Things I Will (and Won't) Miss

This afternoon I picked my daughter up from Daycare for the last time. The Misses (Miss Kimberly, Miss Kelly, etc) gave her hugs and told her how much they would miss her. She squeezed her friends and made me leave our phone number in case any of the mommies wanted to call for a play-date. She has been attending for several years and she was sad to be starting school full-time and more than a little reluctant to leave the familiar “school” behind.

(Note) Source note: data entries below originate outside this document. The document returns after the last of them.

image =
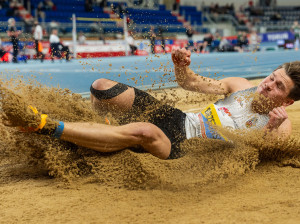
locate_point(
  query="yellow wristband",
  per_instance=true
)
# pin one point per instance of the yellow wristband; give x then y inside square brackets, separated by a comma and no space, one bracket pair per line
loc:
[43,118]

My reaction was somewhat different than hers. If you could have videotaped my exit you would have seen a grown woman in a business suit click her heels like a rodeo cowboy (Yee Ha!) For good measure I added a couple of dance moves that would have made Lady Gaga proud (shuffle left, shuffle right, box my head in with my hands, shimmy—you get the idea.) Three kids and thousands of dollars in Daycare costs and I’m done!!! I just got a screaming pay raise without having to hit the boss up for it, and I’ve already made plans to meet my friends for lunch next week where I will splurge on a big juicy burger. If that burger goes to my head I might just go out and buy me a car with my raise—probably American muscle—definitely red.

There are things in life that I just won’t miss—and paying for child care is one of them. When other moms asked me if I was sad that my youngest was in school, I’m sure I looked at them as if they’d just sprouted a third eye and were speaking in tongues. I won’t miss the way she grows out of her shoes every six months, or the fact that she likes to shop for the pretty shoes almost as much as her mom. I won’t miss the crying fits brought on by her brothers using her favorite stuffed bear as the prisoner in their war games.

But there are things that I will miss so much that my heart aches just thinking about them. I will miss listening to her say her prayers at night. She clasps her tiny hands together and squeezes her eyes shut while she asks for things from her Heavenly Father with full faith that he will deliver. She’s so innocent and sincere that if I were Him, I would give her everything she asked for instantly. I am glad that didn’t happen tonight, however, because she asked for a baby kitty. We already have two, and one of them woke me up at two this morning so I’m not keen on more.

I will miss the running dialog that goes on from the backseat while I drive her around with me. She tells me everything her best friend wore to school today and why she thinks the school needs better things to play with like Barbies. I will also miss the way she walks around singing all the time. Most of the time she’s Ariel, the Little Mermaid, singing “Ah, Ah, Ah,” in ever increasing crescendos. But sometimes she’s singing something she overhead on Glee—generally a single bar of music, over and over. And, most of all, I will miss the special way that little girls give squeezes and hugs and kisses on your nose.

Watching your kids grow is magical, frustrating, and heart-breaking. They will never be as little as they are today. Tomorrow they will wake up just a smidge older and another day will be gone, never to return again except in memory. But each day brings something new—sometimes it’s a challenge, sometimes it’s just a gift, you never know until you walk through that day. There are things about raising children that I won’t miss in the slightest—that is until a memory surfaces, whether joyful or heart-breaking, and I realize that--if I’m being completely honest--I’m going miss every single moment terribly.

1 comment:

Crazy Momma said...

can't wait to get my kiss on the nose when I come visit. And darn you now my heart is breaking thinking about all the things that are gone never to return.